When Mary Beth Smith borrowed to earn three degrees between 2000 and 2009, she specifically opted for federal student loans over private debt because she assumed they offered more protections.
“I tried to do the right thing with the choices that I made. To find out that that still wasn’t the right thing, it feels predatory,” she said. “I don’t want to use that word because it’s a little extreme, but it kind of feels that way — that we were tricked.”
Since 2014, Smith, 39, has worked steadily in the industry she studied, theater. But given restrictions on live performances, Smith was laid off during the pandemic like much of the sector. When she was receiving enhanced unemployment benefits Congress passed as part of the CARES Act, Smith put some of that money towards paying her student-loan bill.
But with those funds now expired, Smith has put her loans in an unemployment-related deferment. “I’m still accruing interest,” she said, and isn’t making progress towards cancellation under income-driven repayment. Smith said she owes roughly $250,000.
When Smith initially heard about the payment pause, she tried not to get her hopes up, even as friends were texting, urging her to check if she was eligible. When she ultimately found out, she wouldn’t be getting relief, Smith said she wasn’t surprised.
“There’s part of me that would like to tell you that I was devastated, with everything else that was going on, it just seemed par for the course,” she said. “Of course, I lost my job, of course my loans didn’t qualify.”
The news came during a period when Smith said she was struggling “both on a financial and existential level,” as the plight of artists and art more broadly were being ignored amid the all-consuming news of the moment.
“At the time I just felt very resigned to that reality as opposed to devastated by it,” she said. “At this point, I just feel really cheated and kind of abandoned by the government.”
Still repaying debt after more than 10 years
Lawmakers have taken steps towards including these borrowers. The HEROES Act, passed by the Democratic-led House of Representatives in March, included a provision that would extend relief to borrowers like Smith and Granado. In addition, a bipartisan bill introduced last year would have extended the coronavirus payment pause to these borrowers.

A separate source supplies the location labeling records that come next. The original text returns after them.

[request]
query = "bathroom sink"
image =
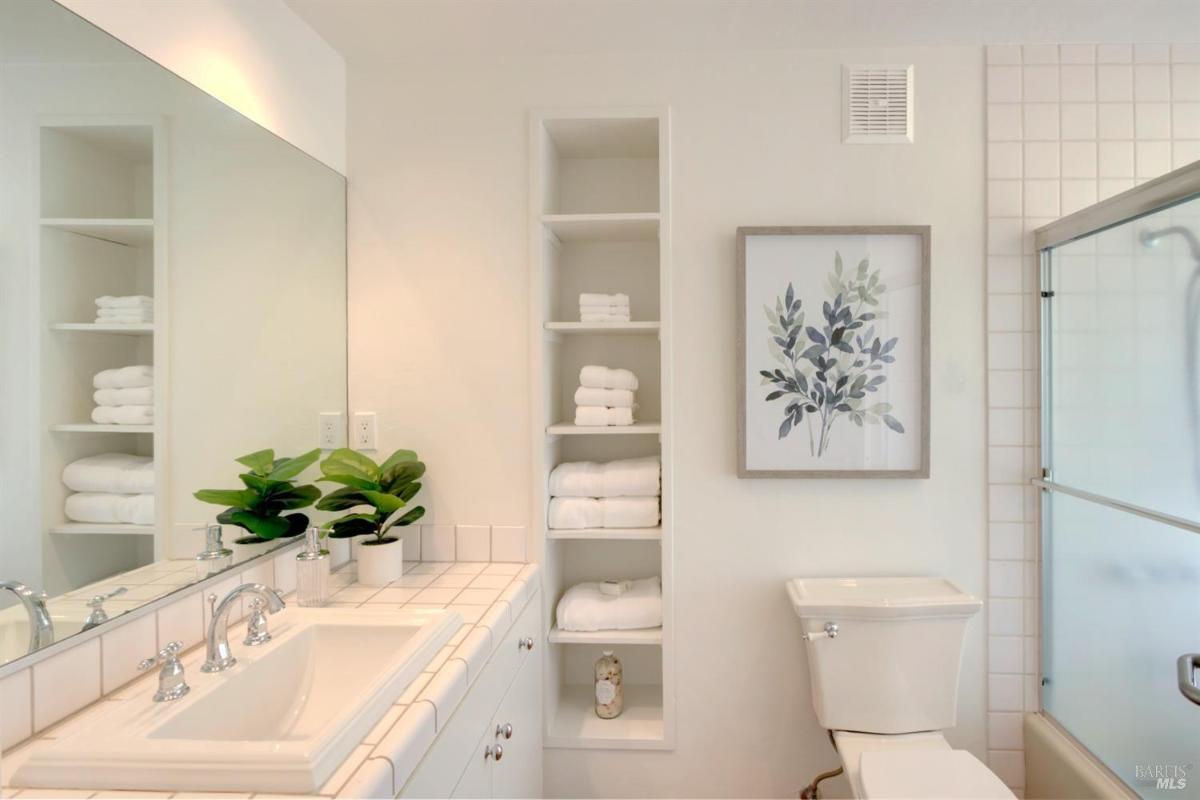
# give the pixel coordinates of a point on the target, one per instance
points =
(281, 720)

Logistically providing relief to these borrowers is more challenging than pausing payments on loans owned directly by the government, Bergeron said. The government would have to find a way to make the lenders that own the loans whole.
Still, policymakers should be held accountable for not working over the years to ensure these borrowers had access to the same relief afforded to their peers in the federal student loan program, said Persis Yu, the director of the student loan borrower assistance project at the National Consumer Law Center.
“ ‘These are choices that policymakers have made to exclude these borrowers.’ ”
Making it easier for borrowers to consolidate their debt without consequences, as the letter from NCLC and SBPC suggests, would also get around the legal challenge of making lenders who own the loans whole.
Because these loans were made before 2010 and are still being repaid more than 10 years later, “the folks that still hold this debt are more likely to have not been able to repay it in the first place,” Yu said.
“These are choices that policymakers have made to exclude these borrowers,” she said, noting that in some cases leaving these borrowers out may have made programs feasible because they cost less. “Students had absolutely no choice,” Yu added.
McDermott-Coffin continues to plow ahead with her loan payments. “I’m thankful that I’m in good health and can continue to work, I worry about if I can’t work then what am I going to do?” she said. “I know that there’s no way out of student loans.”